OP - it's clear you need space apart plus counselling. I would also suggest that you steer clear of your former friend despite the school run and activities. Is there anyone in RL you can talk to? Can you take a break with the kids and go away?

newworldnow · 24/08/2016 12:05

He will be admitting to one more sexual encounter than you. He is lying without a doubt. My friends dh had an affair and he was managing five times a week. Nipping to the supermarket, going to the gym, filling car up with petrol, on way home from work etc etc
I don't want to be blindsided by his lies.

user1471525012 · 24/08/2016 12:12

I was going to post a link to the thread about my ONS and the circumstances in which it took place and how I was being treated by DH at the time and had been for years beforehand. But you know what? Why fucking bother?
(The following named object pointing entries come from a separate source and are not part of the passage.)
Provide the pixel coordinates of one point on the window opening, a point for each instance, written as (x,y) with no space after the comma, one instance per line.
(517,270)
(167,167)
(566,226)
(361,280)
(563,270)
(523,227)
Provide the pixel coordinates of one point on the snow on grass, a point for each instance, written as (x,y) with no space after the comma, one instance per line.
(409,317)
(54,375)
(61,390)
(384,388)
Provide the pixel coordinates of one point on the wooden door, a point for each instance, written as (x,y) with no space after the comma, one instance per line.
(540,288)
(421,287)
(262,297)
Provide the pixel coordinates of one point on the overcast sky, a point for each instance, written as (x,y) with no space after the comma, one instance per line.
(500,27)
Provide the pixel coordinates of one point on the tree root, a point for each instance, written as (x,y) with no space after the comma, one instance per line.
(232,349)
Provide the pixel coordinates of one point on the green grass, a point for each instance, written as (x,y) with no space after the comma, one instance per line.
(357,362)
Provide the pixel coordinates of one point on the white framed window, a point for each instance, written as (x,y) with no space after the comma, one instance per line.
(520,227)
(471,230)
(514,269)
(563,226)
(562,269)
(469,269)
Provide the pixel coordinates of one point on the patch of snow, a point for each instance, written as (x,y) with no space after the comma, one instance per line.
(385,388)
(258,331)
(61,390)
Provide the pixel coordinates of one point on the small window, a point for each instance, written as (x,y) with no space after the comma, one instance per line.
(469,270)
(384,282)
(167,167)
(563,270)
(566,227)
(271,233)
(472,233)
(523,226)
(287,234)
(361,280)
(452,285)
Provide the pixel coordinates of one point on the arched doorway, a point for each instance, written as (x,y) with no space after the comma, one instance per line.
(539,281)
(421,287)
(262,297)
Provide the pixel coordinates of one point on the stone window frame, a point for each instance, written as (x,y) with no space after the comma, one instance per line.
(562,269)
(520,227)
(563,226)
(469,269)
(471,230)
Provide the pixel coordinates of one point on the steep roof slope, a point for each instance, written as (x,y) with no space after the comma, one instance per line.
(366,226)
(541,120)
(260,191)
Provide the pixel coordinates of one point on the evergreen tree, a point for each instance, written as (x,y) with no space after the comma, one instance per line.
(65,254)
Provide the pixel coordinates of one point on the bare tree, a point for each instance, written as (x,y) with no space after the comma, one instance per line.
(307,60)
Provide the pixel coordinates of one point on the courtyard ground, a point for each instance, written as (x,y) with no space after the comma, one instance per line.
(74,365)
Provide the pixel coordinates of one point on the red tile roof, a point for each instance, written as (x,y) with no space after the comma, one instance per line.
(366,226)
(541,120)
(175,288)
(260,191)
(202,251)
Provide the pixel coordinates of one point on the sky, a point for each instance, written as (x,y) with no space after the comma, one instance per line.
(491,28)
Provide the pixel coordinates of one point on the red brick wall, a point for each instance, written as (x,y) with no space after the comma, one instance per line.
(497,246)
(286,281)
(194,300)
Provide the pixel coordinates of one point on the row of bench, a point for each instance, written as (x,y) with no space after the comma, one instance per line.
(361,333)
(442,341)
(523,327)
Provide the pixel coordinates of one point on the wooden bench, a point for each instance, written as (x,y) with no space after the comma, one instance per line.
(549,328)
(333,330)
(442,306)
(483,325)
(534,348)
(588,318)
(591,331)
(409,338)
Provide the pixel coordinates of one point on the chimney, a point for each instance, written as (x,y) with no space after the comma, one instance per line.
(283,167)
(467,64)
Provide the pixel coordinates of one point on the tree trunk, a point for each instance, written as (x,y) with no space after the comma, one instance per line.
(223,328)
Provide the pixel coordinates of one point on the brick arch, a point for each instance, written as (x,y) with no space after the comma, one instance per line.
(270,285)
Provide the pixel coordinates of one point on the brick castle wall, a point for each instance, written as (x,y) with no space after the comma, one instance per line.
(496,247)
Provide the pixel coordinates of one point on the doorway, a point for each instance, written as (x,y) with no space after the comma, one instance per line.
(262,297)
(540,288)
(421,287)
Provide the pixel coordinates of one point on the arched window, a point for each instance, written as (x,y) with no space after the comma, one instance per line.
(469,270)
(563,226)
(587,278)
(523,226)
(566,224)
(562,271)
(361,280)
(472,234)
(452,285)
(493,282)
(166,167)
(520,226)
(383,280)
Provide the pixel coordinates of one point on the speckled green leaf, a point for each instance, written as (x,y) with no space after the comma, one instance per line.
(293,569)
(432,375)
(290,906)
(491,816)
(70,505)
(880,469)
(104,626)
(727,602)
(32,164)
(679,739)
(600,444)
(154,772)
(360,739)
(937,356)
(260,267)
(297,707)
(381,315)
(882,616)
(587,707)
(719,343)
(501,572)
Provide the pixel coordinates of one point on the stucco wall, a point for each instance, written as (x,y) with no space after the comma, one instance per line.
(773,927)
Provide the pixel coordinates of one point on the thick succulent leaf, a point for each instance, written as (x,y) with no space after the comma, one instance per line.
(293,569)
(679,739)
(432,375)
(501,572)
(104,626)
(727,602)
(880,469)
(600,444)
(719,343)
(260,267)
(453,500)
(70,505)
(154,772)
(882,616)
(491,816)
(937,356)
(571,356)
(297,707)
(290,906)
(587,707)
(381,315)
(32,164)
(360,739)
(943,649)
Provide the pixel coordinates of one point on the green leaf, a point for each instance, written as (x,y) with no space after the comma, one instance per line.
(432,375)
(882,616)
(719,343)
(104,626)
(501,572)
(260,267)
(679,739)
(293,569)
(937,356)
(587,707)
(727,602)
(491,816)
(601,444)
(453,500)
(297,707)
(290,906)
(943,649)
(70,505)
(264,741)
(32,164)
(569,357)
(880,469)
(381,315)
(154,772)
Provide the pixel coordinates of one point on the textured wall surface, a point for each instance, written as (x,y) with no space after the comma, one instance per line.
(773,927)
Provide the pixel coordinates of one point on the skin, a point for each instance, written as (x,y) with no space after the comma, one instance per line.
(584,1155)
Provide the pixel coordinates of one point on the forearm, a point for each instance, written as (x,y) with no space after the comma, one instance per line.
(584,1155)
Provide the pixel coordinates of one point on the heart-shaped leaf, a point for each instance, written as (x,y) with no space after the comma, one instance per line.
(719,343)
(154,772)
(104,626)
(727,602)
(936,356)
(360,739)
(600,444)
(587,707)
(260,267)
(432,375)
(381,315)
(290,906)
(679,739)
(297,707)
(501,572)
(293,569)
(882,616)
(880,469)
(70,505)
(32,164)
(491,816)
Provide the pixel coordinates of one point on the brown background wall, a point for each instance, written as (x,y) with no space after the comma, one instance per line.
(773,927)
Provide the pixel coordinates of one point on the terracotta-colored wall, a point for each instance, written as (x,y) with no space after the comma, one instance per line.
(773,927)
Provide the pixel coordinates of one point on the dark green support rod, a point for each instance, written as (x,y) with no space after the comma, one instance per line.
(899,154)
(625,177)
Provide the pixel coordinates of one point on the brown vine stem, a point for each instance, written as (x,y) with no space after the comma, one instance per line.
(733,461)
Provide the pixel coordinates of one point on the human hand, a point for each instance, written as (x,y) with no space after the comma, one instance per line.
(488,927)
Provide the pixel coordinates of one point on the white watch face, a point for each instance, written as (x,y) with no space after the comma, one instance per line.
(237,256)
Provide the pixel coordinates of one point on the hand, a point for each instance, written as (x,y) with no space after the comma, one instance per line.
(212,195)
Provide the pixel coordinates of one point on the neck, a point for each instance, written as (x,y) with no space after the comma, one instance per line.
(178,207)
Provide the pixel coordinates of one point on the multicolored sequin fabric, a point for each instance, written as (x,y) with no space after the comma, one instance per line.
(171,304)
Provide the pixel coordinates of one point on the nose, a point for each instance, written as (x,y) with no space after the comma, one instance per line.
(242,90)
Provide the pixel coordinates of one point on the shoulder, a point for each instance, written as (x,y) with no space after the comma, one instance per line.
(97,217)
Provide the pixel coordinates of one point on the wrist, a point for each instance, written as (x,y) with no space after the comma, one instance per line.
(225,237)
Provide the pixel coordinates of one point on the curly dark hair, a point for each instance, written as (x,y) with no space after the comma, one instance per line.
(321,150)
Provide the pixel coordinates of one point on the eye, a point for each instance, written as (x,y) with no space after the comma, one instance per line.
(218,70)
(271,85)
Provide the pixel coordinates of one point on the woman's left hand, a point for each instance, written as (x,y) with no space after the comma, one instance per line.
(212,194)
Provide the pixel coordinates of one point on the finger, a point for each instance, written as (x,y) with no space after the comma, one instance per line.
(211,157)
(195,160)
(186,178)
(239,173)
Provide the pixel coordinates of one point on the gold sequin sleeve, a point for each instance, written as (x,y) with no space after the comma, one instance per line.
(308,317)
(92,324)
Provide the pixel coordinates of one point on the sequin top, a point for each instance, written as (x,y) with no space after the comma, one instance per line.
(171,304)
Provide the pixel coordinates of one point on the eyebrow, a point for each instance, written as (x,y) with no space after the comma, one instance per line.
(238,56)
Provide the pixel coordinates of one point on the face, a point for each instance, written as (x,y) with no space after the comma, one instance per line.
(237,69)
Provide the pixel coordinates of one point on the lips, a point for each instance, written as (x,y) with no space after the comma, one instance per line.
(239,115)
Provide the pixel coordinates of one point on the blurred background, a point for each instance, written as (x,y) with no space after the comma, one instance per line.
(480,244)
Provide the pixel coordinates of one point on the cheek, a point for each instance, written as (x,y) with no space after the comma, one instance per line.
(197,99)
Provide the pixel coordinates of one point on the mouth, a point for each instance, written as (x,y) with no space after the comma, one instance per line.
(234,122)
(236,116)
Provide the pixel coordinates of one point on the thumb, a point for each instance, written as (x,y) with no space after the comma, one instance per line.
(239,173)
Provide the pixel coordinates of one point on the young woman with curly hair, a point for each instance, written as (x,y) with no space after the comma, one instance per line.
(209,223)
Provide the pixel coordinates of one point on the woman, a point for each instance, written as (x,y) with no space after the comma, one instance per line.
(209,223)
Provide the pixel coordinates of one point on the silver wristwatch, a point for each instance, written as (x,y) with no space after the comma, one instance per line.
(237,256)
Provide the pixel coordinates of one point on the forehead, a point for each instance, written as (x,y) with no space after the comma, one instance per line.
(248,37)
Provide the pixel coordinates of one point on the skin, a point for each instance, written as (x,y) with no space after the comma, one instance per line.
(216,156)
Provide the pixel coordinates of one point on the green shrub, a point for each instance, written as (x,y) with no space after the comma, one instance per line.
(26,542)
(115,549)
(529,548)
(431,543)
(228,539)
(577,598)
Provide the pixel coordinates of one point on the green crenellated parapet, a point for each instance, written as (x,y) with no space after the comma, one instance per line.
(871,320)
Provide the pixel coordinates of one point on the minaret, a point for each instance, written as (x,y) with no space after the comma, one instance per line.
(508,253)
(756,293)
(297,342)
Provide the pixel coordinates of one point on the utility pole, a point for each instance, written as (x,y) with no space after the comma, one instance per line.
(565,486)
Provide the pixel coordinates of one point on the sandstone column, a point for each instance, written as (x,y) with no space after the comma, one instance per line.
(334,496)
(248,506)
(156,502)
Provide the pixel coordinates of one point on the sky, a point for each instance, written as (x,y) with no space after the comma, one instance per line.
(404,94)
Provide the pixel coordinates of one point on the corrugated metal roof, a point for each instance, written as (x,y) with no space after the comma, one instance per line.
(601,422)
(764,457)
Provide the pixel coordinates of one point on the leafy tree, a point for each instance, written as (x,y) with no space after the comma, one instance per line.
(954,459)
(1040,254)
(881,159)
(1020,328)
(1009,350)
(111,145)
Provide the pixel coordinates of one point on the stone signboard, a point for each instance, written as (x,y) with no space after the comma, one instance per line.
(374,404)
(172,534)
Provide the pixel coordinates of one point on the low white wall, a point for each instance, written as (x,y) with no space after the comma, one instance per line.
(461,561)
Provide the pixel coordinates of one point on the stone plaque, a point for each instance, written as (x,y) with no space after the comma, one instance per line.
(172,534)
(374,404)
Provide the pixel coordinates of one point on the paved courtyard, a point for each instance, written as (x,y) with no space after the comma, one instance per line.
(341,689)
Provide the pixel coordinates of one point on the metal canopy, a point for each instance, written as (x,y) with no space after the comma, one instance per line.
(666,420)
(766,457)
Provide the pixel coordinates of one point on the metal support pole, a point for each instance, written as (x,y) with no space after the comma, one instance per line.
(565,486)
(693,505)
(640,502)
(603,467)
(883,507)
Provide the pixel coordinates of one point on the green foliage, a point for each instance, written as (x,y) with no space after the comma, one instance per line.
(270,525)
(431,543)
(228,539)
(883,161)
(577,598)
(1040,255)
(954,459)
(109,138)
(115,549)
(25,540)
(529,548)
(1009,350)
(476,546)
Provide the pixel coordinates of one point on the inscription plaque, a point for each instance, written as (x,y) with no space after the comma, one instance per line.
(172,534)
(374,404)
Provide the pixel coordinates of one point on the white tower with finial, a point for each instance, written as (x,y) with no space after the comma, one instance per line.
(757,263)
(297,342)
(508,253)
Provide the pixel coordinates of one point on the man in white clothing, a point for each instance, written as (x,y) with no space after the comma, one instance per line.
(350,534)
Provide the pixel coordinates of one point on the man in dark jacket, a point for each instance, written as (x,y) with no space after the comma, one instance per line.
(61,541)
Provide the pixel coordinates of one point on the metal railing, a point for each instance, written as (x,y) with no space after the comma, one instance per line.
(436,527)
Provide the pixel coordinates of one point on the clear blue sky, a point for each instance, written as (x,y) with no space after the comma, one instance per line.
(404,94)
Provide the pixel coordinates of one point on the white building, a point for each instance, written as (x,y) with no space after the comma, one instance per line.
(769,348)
I'm going to ask MNHQ to delete this thread. I wish I had never posted it as it's made me feel ten times worse, something I didn't believe was actually possible.

Thanks to all who have posted reasoned responses, I appreciate your candour.

OP posts:
Trifleorbust · 24/08/2016 12:21

OP, please don't delete the thread. Some nicer people will be along, I'm sure.

It sounds like you made a mistake, and yes, a bad one, but you tried to pay for it. Your husband sounds like an out and out dick. I can't see how anything but a separation is in order, no matter how sorry he might be.

FoxyLaRoxy · 24/08/2016 12:22

Please don't let a few nasty trolls with nothing better to do get you down. There are some really good people here who will give you some excellent advice. Have you spoken to your husband anymore?

YelloDraw · 24/08/2016 12:23

It is absolute cuntish behavior to have your wife confess to her ONS and beg for forgiveness... all the time you are shagging her best friend and have been for over a year.

MegEmski · 24/08/2016 12:24

Crikey, people are nasty. Wow. I hope you wouldn't speak to your friends like that if they came with a similar issue.

OP, you have my sympathy. I don't think there is a marriage left to save now unfortunately. Seeing her every day will be so hard. Can you move away?